Current Antiretroviral Drugs- An investigation of metabolic syndrome promotion in HepG2 cells.
Loading...
Date
2022
Authors
Journal Title
Journal ISSN
Volume Title
Publisher
Abstract
Metabolic Syndrome (MetS) affects more than 20% of adults globally. Furthermore, the
prevalence of MetS in HIV-infected patients on chronic antiretroviral (ARV) therapy continues
to rise rapidly. This is alarming as a significant portion of people are HIV-infected worldwide,
with the highest incidence experienced in Sub-Saharan Africa. An estimated 21% of people
receiving ARV treatment display insulin resistance associated with mitochondrial dysfunction
and inflammation. The current study aimed to determine the disruptions of metabolic processes
associated with ARV use (Tenofovir disoproxil fumarate (TDF), Lamivudine (3TC) and
Dolutegravir (DTG)) following a 120-h exposure period in HepG2 liver cells. Thereafter
mitochondrial stress, inflammasome activation and insulin resistance promotion were assessed.

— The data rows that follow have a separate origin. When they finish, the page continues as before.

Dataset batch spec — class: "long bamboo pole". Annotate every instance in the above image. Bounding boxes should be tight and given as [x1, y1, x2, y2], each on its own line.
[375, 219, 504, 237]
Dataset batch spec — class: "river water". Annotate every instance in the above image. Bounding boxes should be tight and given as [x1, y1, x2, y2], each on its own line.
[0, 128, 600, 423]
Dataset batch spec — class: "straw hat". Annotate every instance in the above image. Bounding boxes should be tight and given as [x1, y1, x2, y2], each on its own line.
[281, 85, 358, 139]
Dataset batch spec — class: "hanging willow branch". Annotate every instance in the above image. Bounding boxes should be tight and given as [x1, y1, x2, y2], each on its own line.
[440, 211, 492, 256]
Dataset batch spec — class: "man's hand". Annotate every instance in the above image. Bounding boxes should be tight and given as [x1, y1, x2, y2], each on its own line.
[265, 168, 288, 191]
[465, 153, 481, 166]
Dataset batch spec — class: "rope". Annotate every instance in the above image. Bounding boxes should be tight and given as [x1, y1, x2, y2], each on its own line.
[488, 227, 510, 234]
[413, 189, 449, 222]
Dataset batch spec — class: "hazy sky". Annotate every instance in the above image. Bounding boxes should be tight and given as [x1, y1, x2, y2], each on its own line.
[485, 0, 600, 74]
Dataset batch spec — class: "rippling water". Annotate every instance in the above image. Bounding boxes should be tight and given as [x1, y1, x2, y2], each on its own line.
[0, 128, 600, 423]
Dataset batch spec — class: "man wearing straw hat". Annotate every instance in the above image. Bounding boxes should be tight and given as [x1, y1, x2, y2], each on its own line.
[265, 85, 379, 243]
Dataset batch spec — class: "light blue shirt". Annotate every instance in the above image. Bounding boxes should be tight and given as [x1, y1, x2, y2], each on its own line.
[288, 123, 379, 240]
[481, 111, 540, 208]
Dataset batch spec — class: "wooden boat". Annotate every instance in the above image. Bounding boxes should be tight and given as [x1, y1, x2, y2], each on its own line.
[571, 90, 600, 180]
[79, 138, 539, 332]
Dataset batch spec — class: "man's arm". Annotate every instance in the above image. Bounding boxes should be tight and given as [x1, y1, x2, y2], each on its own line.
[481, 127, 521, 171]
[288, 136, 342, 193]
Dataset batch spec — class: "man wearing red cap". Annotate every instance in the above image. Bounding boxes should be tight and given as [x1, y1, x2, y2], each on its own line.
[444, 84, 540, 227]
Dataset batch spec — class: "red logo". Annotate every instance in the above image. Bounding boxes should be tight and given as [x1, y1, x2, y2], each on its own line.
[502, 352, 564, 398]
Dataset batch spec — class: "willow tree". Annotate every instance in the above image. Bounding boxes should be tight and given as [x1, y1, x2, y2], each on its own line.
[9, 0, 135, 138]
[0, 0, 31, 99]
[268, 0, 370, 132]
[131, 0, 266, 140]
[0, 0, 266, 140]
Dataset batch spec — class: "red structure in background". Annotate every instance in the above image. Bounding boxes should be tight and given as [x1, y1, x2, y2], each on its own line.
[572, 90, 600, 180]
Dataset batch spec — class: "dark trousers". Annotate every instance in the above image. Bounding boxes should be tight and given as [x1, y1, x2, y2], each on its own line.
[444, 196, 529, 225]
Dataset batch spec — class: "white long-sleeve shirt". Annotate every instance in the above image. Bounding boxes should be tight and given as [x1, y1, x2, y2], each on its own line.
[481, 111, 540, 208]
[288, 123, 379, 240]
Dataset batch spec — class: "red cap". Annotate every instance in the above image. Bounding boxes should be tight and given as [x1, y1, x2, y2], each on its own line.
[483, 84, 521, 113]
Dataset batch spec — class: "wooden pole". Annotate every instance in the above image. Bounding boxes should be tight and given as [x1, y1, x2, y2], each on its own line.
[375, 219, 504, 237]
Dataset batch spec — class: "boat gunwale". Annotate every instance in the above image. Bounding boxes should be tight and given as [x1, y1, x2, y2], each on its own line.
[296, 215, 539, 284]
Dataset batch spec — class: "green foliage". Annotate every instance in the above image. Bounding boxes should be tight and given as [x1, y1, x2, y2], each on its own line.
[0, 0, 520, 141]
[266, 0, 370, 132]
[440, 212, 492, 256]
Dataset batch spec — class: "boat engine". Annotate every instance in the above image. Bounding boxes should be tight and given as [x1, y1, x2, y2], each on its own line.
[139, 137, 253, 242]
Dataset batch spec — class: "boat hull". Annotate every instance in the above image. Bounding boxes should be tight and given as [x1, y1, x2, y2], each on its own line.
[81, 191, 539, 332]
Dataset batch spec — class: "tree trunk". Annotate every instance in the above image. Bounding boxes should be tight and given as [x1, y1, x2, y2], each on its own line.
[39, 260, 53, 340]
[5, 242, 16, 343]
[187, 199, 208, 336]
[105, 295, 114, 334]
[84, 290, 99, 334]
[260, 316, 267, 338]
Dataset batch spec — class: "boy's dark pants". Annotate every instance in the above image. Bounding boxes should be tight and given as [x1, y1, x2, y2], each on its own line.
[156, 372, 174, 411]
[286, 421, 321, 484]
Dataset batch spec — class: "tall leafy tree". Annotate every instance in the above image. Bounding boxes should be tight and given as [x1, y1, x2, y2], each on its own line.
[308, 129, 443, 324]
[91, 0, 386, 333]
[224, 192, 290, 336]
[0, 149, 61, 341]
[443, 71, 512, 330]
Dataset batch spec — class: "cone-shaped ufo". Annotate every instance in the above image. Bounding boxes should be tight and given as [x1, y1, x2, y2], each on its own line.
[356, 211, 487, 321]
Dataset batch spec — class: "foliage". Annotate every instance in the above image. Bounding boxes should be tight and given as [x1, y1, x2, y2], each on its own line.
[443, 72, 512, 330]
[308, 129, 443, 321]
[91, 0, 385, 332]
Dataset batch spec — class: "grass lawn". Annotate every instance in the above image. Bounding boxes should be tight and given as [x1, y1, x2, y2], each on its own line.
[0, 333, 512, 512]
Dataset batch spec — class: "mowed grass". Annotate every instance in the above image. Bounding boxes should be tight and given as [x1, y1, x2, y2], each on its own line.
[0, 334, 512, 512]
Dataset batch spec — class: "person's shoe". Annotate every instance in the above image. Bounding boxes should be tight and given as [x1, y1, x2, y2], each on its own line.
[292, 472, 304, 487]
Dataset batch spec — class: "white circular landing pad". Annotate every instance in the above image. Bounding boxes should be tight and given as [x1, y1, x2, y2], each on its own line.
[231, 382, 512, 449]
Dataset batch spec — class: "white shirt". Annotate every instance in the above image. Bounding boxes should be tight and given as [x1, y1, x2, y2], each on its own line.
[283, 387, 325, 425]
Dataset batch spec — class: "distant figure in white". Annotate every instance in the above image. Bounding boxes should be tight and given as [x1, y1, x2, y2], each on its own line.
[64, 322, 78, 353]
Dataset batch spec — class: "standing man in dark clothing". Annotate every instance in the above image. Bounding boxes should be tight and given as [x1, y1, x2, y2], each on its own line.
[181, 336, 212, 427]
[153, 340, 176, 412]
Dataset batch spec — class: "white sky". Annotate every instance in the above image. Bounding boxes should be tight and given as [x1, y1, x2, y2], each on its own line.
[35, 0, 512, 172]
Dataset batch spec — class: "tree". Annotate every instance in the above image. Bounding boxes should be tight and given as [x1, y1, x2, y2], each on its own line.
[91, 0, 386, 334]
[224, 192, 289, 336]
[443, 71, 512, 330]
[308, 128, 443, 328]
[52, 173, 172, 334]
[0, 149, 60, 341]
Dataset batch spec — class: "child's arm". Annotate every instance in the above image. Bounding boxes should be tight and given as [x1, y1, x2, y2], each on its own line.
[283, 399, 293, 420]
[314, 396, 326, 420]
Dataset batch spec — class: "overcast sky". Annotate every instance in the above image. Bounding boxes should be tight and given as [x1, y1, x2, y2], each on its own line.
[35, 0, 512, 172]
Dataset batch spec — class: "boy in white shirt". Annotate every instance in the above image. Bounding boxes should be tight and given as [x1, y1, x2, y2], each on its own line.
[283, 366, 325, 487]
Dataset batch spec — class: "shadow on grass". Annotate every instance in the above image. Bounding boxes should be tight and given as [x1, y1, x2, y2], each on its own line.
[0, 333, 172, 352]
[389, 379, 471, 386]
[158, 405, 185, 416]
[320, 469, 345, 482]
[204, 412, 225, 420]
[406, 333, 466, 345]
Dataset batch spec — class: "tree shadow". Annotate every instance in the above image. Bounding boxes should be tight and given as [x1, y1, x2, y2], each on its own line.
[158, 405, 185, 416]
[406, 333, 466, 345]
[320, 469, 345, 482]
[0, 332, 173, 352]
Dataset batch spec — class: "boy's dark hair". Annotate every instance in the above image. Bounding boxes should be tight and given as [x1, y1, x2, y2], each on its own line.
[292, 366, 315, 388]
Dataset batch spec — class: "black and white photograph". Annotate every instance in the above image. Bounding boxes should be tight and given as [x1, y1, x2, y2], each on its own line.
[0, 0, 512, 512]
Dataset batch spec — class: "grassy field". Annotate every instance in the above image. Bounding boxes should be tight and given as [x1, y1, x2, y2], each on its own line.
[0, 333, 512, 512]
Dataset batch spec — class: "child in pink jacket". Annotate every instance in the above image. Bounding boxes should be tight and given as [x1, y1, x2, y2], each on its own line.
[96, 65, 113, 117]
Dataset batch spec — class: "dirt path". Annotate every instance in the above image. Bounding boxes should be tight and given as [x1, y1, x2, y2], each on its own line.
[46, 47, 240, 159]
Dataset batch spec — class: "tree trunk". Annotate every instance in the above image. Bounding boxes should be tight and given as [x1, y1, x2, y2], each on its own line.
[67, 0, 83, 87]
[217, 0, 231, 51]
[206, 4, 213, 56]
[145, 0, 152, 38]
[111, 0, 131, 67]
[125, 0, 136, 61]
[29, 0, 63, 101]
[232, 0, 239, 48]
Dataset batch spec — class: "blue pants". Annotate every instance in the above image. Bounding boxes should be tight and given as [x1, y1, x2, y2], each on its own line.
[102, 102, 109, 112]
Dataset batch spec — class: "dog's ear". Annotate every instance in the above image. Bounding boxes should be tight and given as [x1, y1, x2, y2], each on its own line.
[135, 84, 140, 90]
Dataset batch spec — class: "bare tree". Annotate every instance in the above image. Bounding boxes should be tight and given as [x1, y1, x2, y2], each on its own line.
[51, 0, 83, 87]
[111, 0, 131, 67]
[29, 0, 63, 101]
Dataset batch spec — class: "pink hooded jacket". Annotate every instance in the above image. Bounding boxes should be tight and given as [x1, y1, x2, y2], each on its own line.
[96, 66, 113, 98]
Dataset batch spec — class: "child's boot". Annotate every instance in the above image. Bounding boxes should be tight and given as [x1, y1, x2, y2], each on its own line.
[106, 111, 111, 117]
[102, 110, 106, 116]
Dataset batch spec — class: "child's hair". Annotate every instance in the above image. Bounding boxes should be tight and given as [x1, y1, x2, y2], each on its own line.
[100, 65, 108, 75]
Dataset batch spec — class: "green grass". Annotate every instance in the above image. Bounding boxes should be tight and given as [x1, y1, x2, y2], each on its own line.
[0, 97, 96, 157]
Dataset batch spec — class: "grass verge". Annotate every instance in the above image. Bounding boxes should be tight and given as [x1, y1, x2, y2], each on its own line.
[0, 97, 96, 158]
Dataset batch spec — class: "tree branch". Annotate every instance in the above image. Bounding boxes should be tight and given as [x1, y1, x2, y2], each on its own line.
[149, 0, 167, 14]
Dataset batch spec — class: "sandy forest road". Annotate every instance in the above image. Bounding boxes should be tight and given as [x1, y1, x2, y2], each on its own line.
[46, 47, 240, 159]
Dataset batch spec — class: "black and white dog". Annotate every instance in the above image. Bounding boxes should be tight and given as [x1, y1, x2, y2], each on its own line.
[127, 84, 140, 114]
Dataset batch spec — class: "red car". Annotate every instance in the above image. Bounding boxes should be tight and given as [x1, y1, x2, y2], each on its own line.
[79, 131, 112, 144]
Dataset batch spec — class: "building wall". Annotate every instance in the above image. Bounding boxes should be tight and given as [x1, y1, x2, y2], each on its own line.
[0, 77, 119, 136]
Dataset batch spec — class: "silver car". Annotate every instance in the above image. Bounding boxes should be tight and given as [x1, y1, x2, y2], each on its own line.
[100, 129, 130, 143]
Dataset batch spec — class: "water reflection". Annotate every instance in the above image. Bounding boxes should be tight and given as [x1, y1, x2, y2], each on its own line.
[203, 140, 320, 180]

Following HepG2 cellular ARV exposure, it was found that mitochondrial stress proteins SIRT3
and UCP2 expressions were significantly suppressed. Due to these aberrations, endogenous
cellular attempts to activate the antioxidant responses (pNrf2, SOD2, CAT) and mitochondrial
maintenance systems (PINK1 and p62) in selected singular and combinational ARV treatments
seemed insufficient. This resulted in lipid oxidative damage and reduced ATP production. These
results indicate that ARVs induce mitochondrial dysfunction in liver cells.
Furthermore, it was deduced that combinational ARV exposure promoted inflammasome
activation at a genomic level. This was seen in increased expression of NLRP3 mRNA expression
and caspase-1 activity with coinciding elevation in IL-1β in mRNA expression. Additionally, JNK
expression was upregulated, with correlating increases in p-IRS1 protein expression and
decreased IRS1 mRNA expression being observed. Consequently, both PI3K and AKT mRNA
expression was suppressed, whilst miR-128a expression was significantly upregulated.
It can be deduced that the combinational use of ARVs induced mitochondrial dysfunction and
subsequently prompted inflammasome activation. This led to dysregulation of the
IRS1/PI3K/AKT insulin signalling pathway and the initiation/promotion of insulin resistance.
This is further supported through miRNA activation, suggesting possibilities for future studies on
in vivo ARV use and related epigenetic changes.
Description
Doctoral Degree. University of KwaZulu-Natal, Durban.